Background: The revalidation of the Mini Examen Cognoscitivo (MEC), first Spanish version (1978) of the Mini-Mental Status Examination (MMSE) and documentation of "population-based norms" should clarify the potential confusion induced by later versions of MMSE.
Context: The Zaragoza Study on the prevalence of dementia and depression in a representative sample of the elderly community (N = 1,080).
Instruments: MEC-35 and MEC-30 points, and validated, Spanish versions of Geriatric Mental State (GMS), History and Aetiology Schedule (HAS) and Social Status Schedule (SSS).
Procedure: a) validation of MEC (standardized lay interviewers) against the gold standard of psychiatric diagnosis (DSM-III-R), two months later; b) "population-based norms" in the "healthy" population, and c) comparison with other MMSE versions.

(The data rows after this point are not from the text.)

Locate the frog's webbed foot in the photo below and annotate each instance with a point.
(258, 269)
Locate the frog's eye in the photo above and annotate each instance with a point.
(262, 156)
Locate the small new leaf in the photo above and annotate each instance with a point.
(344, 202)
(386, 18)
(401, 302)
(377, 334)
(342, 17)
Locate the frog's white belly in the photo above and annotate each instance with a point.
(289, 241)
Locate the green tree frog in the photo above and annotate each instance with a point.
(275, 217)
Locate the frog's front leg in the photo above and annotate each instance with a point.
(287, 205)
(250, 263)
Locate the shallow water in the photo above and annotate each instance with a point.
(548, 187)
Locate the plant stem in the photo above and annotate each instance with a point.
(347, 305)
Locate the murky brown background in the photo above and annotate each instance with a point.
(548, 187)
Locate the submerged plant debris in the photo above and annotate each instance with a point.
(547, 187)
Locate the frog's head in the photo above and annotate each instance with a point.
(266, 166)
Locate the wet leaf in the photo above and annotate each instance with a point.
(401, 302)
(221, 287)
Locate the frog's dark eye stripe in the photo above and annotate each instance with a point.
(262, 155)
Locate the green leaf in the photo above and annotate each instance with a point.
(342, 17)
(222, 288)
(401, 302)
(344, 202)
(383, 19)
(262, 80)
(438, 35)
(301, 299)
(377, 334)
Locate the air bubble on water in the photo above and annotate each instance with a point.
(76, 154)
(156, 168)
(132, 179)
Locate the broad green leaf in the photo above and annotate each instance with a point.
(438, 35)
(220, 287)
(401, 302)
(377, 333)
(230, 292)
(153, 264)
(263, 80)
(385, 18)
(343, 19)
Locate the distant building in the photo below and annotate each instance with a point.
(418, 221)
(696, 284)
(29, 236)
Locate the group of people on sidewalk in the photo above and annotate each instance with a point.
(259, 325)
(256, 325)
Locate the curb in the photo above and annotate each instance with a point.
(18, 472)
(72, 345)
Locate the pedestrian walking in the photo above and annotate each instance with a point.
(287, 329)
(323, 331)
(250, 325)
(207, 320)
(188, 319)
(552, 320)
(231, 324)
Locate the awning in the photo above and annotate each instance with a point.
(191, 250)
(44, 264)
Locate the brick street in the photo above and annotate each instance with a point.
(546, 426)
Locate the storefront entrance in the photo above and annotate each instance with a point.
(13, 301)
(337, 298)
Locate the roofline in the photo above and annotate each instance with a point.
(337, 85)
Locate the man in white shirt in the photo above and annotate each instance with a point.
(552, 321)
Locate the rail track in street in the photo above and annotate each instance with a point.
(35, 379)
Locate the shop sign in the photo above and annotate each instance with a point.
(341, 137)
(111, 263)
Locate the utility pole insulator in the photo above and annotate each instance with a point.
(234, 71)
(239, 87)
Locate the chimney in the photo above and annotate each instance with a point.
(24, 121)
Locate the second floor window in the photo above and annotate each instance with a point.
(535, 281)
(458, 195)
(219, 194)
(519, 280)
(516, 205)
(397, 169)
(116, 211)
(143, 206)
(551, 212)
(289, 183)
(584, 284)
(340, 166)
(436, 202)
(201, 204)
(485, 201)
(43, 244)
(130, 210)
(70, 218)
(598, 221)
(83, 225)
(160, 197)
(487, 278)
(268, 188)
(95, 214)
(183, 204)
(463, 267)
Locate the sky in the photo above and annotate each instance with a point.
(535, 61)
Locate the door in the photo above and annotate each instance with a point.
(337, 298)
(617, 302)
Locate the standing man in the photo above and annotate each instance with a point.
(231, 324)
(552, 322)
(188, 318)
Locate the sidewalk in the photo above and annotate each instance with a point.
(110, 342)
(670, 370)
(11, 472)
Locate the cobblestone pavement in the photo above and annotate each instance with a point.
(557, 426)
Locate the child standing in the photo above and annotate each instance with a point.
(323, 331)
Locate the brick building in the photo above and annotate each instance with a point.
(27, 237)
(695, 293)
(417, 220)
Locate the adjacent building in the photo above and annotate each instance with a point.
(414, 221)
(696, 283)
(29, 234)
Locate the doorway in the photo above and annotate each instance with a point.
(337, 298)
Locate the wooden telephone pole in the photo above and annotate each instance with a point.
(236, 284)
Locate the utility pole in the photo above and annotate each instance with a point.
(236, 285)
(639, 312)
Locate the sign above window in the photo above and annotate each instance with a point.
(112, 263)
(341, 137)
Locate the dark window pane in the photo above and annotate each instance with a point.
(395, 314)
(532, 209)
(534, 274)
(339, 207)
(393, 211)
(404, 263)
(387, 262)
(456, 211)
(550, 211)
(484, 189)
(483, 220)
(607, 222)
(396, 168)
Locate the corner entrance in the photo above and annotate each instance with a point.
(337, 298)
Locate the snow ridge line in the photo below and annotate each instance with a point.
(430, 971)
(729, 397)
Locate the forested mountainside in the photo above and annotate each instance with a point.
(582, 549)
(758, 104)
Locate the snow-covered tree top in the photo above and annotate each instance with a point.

Results: The instrument fulfills criteria of "feasibility", "content", "procedural" and "construct validity". Test-retest reliability: weighted kappa = 0.637. MEC-30 (cut-off point 23/24), sensitivity = 89.8%, specificity = 75.1% (80.8% with the cut-off at 22/23), and ROC curve, AUC = 0.920. The coefficients of individual items were satisfactory and the specificity increases in MEC-35 (83.9%). Other MMSE Spanish versions have not improved these coefficients. "Population-based norms" confirm the hypothesized influence of age and education level. MEC-30 is the version with most comparable results with the MMSE in USA.
Conclusions: The validity of MEC is confirmed in the elderly population, with the same cut-off points recommended in the original standardization. MEC-30 is the best version for international comparisons.